Jyutping Romanization

`characters_to_jyutping`(chars)	Convert Cantonese characters into Jyutping romanization.
`parse_jyutping`(jp_str)	Parse Jyutping romanization into onset, nucleus, coda, and tone.
`jyutping_to_ipa`(jp_str[, return_as, onsets, ...])	Convert Jyutping romanization into IPA.
`jyutping_to_yale`(jp_str[, return_as])	Convert Jyutping romanization into Yale romanization.
`jyutping_to_tipa`(jp_str)	Convert Jyutping romanization into LaTeX TIPA.
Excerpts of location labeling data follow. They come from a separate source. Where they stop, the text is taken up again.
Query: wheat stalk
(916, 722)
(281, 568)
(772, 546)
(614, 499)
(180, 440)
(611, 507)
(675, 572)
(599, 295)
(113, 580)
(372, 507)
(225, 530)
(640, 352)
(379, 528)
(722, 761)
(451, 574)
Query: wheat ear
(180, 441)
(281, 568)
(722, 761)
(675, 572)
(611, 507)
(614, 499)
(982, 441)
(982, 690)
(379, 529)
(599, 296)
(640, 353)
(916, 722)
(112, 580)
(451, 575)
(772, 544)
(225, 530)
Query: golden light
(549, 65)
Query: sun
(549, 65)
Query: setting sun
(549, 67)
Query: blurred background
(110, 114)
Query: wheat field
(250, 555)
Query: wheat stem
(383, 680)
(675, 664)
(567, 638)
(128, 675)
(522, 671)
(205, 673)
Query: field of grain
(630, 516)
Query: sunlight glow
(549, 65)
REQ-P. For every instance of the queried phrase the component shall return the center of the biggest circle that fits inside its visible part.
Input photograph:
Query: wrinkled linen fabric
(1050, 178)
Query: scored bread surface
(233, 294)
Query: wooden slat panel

Natural Language Processing

`stop_words`([add, remove])	Return Cantonese stop words.
`parse_text`(data, *[, pos_tag_kwargs, ...])	Parse raw Cantonese text.
`segment`(unsegmented)	Segment the unsegmented input.
`pos_tag`(words[, tagset])	Tag the words for their parts of speech.
`pos_tagging.hkcancor_to_ud`([tag])	Map a part-of-speech tag from HKCanCor to Universal Dependencies.

`CHAT`

class pycantonese.CHAT(chat: Chat | None = None)[source]

A reader for Cantonese CHAT corpus data.

This class wraps a Rust-backed CHAT parser and provides Cantonese-specific functionality such as Jyutping extraction, character-level access, and corpus search.

Attributes:

file_paths: The file paths.
n_files: The number of files.

Methods

`ages`()	Return the ages.
`append`(other)	Append another CHAT object's data.
`characters`(*[, by_utterance, by_file])	Return the data in individual Chinese characters.
`extend`(others)	Extend with data from multiple CHAT objects.
`filter`(*[, participants, files])	Filter the data by participants and/or files.
`from_dir`(path, *[, match, extension, ...])	Read CHAT data from a directory.
`from_files`(paths, *[, parallel, strict])	Read CHAT data from file paths.
`from_strs`(strs, *[, ids, parallel, strict])	Read CHAT data from strings.
`from_utterances`(utterances)	Construct a CHAT reader from a list of utterances.
`from_zip`(path, *[, match, extension, ...])	Read CHAT data from a ZIP file.
`head`([n])	Return the first n utterances with a formatted display.
`headers`()	Return the headers.
`info`([verbose])	Print summary information.
`jyutping`(*[, by_utterance, by_file])	Return the data in Jyutping romanization.
`languages`(*[, by_file])	Return the languages.
`participants`(*[, by_file])	Return the participants.
`search`(*[, onset, nucleus, coda, tone, ...])	Search the data for the given criteria.
`tail`([n])	Return the last n utterances with a formatted display.
`to_chat`(path, *[, is_dir, filenames])	Write the data to CHAT file(s).
`to_strs`()	Return the data as CHAT-formatted strings.
`tokens`(*[, by_utterance, by_file])	Return the tokens.
`utterances`(*[, by_file])	Return the utterances.
`word_ngrams`(n)	Return word n-grams across all utterances.
`words`(*[, by_utterance, by_file])	Return the words.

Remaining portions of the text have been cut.